Lewis and a friend threw Alexander’s blood-covered pistol into a canal in Kenner, LA, about 10 miles outside of New Orleans. The friend — who Lewis knew only as “Glenn” — took the shotgun.
Police divers went to the canal and searched but Lewis said they told him they never found anything.
From the beginning, sheriff’s department officers and officials expressed skepticism about Alexander’s gun. They accused the witnesses at the scene of making the story up to aid Batiste. Their documents around the case make no mention of the pistol and claim that Lewis told them that he only received one gun.
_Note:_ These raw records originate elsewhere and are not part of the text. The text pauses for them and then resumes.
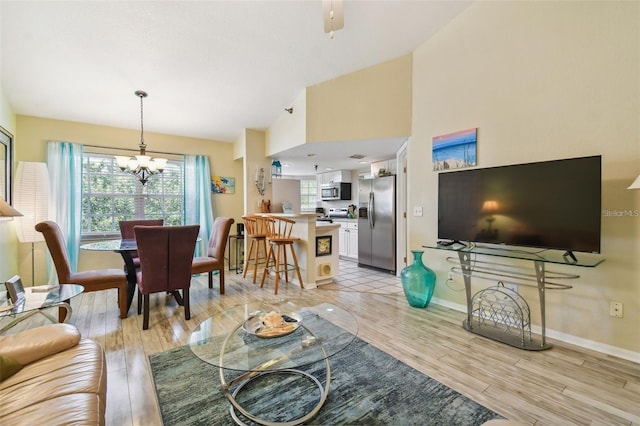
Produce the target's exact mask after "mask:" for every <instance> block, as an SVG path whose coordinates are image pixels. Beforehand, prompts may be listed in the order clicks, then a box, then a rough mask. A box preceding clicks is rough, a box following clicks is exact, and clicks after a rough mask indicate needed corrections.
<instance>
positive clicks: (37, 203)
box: [14, 161, 50, 285]
mask: <svg viewBox="0 0 640 426" xmlns="http://www.w3.org/2000/svg"><path fill="white" fill-rule="evenodd" d="M49 191H50V189H49V171H48V170H47V165H46V163H34V162H28V161H21V162H19V163H18V169H17V170H16V183H15V188H14V198H15V200H14V205H15V206H16V209H18V210H19V211H21V212H22V215H23V216H22V217H20V218H19V219H17V220H16V234H17V236H18V241H20V242H21V243H31V284H32V285H35V250H34V244H35V243H37V242H40V241H44V238H43V237H42V234H41V233H40V232H37V231H36V230H35V226H36V224H37V223H39V222H42V221H43V220H47V219H48V218H49Z"/></svg>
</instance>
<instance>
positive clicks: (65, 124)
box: [15, 115, 244, 282]
mask: <svg viewBox="0 0 640 426" xmlns="http://www.w3.org/2000/svg"><path fill="white" fill-rule="evenodd" d="M50 140H57V141H66V142H74V143H78V144H85V145H96V146H101V147H110V148H117V149H119V150H135V149H137V145H138V143H139V140H140V131H139V130H129V129H119V128H114V127H106V126H97V125H92V124H84V123H76V122H70V121H61V120H50V119H44V118H37V117H29V116H21V115H19V116H18V117H17V136H16V143H15V148H16V164H17V161H42V162H45V161H46V151H47V142H48V141H50ZM145 142H146V144H147V146H148V152H149V153H150V154H151V155H154V153H157V152H169V153H178V154H202V155H207V156H208V157H209V165H210V168H211V173H212V174H213V175H219V176H231V177H235V178H236V193H235V194H211V197H212V204H213V214H214V216H230V217H233V218H234V219H235V220H236V221H238V220H240V218H241V216H242V210H243V191H242V188H243V185H244V178H243V172H242V161H234V160H233V145H232V144H230V143H225V142H218V141H213V140H207V139H195V138H187V137H182V136H173V135H165V134H159V133H152V132H145ZM111 152H114V153H115V152H116V151H115V150H114V151H111ZM120 152H122V151H120ZM130 153H131V155H133V152H130ZM19 246H20V247H19V251H18V259H19V272H20V275H22V276H25V277H31V246H30V245H29V244H19ZM45 253H46V246H45V245H44V243H38V244H36V255H35V258H36V281H40V282H42V281H43V280H44V279H45V276H46V271H45V266H44V258H45ZM121 264H122V259H121V258H120V256H119V255H115V254H113V255H112V254H110V253H109V254H100V255H98V254H96V253H90V252H86V251H82V250H81V251H80V259H79V265H78V269H79V270H82V269H92V268H101V267H118V268H119V267H121ZM28 282H30V280H29V281H28Z"/></svg>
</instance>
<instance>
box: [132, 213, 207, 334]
mask: <svg viewBox="0 0 640 426" xmlns="http://www.w3.org/2000/svg"><path fill="white" fill-rule="evenodd" d="M199 230H200V225H186V226H136V227H134V228H133V231H134V234H135V236H136V243H137V246H138V255H139V257H140V269H139V270H138V271H137V274H136V277H137V280H138V314H140V312H141V309H142V310H143V311H144V312H143V314H144V316H143V320H142V329H143V330H147V329H148V328H149V295H150V294H152V293H160V292H171V293H173V295H174V296H175V298H176V300H177V302H178V304H180V305H183V306H184V318H185V320H189V319H191V311H190V307H189V287H190V285H191V262H192V260H193V253H194V251H195V248H196V241H197V238H198V232H199ZM179 290H182V296H181V295H180V293H179ZM143 299H144V300H143ZM143 304H144V307H143Z"/></svg>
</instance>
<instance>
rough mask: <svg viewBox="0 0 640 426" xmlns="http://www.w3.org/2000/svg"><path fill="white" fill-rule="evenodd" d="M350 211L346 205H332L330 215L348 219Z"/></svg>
mask: <svg viewBox="0 0 640 426" xmlns="http://www.w3.org/2000/svg"><path fill="white" fill-rule="evenodd" d="M348 212H349V209H347V208H346V207H344V208H333V207H332V208H330V209H329V217H330V218H331V217H333V218H343V219H346V218H347V216H348Z"/></svg>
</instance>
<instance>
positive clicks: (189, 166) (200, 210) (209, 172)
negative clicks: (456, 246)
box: [184, 155, 213, 256]
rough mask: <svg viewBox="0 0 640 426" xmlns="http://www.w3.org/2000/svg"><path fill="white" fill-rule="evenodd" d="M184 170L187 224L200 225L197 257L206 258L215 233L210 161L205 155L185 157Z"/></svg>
mask: <svg viewBox="0 0 640 426" xmlns="http://www.w3.org/2000/svg"><path fill="white" fill-rule="evenodd" d="M184 168H185V173H184V217H185V224H186V225H200V234H199V237H200V242H199V243H198V245H197V246H196V252H195V255H196V256H206V255H207V246H208V242H209V236H210V235H211V232H213V208H212V205H211V171H210V169H209V159H208V157H207V156H205V155H185V156H184Z"/></svg>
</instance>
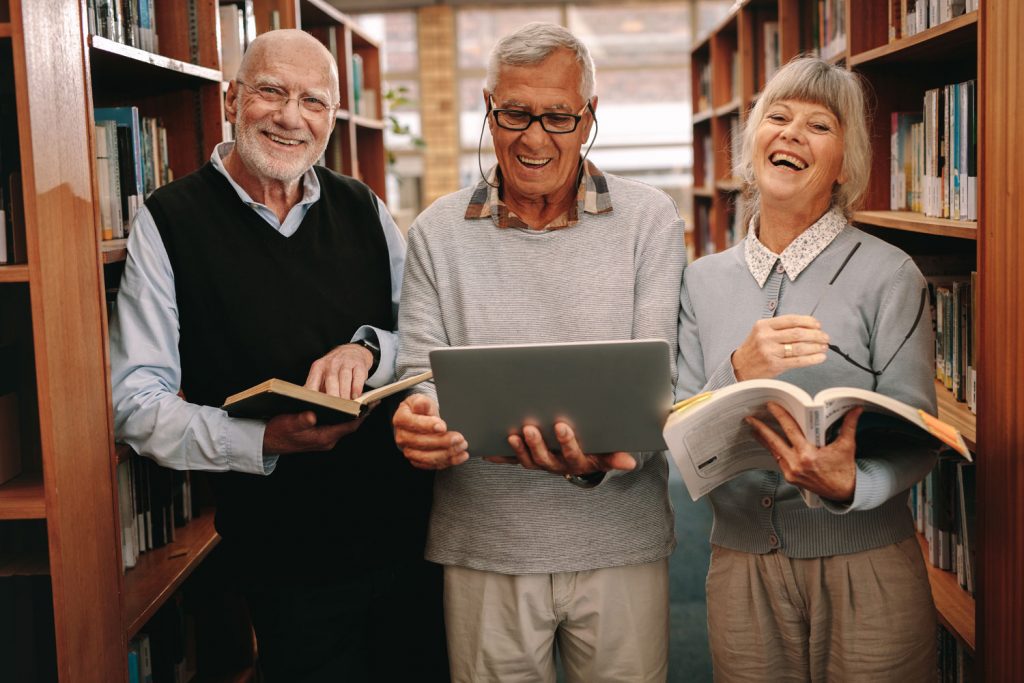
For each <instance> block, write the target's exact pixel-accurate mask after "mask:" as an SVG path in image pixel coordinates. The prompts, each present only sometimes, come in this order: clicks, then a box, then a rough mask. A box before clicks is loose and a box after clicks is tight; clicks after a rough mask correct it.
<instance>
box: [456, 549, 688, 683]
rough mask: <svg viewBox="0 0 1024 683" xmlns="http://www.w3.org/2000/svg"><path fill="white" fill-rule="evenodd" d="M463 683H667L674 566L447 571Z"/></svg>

However, last fall when Batiste’s appeals attorney Gwyn Brown made a public records request, she found a faxed report that was never introduced at Batiste’s trial. It listed a gun recovered during the investigation. The gun was a match for Alexander’s and the fax said the St. John the Baptist Parish sheriff was holding on to the gun “for safekeeping.”
Brown inquired about the weapon and was told the sheriff’s department still had the gun in custody. The attorney appealed for a new trial and the sheriff’s office immediately began to stonewall.
The Daily Beast made repeated requests for the case files, meeting with denials and bureaucratic obstacles. When they finally received the documents, large swaths were missing, including any mention of the recovered handgun.
When the publication asked the sheriff’s department where the missing documents were, they were told that the files had been stored in a trailer that was destroyed during Hurricane Katrina in 2005.
A bit of detective work, however, showed that St. John the Baptist Parish was relatively untouched by the worst of Katrina. No parts of the county flooded and in fact the area served as a staging area for rescue and recovery efforts.
“In our parish there was no loss of life, no flooding, and no looting,” said the sheriff’s office annual report from 2005 (PDF). “Power outages inconvenienced us all but thankfully damage was mostly limited to roofs. Downed limbs and trees did destroy a few residents’ storage buildings.”
“Our department came through Katrina with very few problems,” the document said.
The main detective on Batiste’s case, Allan Wayne Schaeffer, has died since the investigation took place, but his record is littered with reports that he often operated under fake names and “was accused of sexual assault and abuse by five different women and pled guilty to lesser charges in 2008.”
Batiste is filing for post conviction relief. He says he was not competently represented over the course of his trial. Court documents indicate that prosecuting attorneys had some knowledge of the second gun, but it was never introduced to the court. If defense attorneys knew, they never brought it up during the trial.
At a hearing on May 19 of this year, Richard Millet — one of Batiste’s attorneys from the original trial — said, “I did not know about the existence of a gun, other than the shotgun.”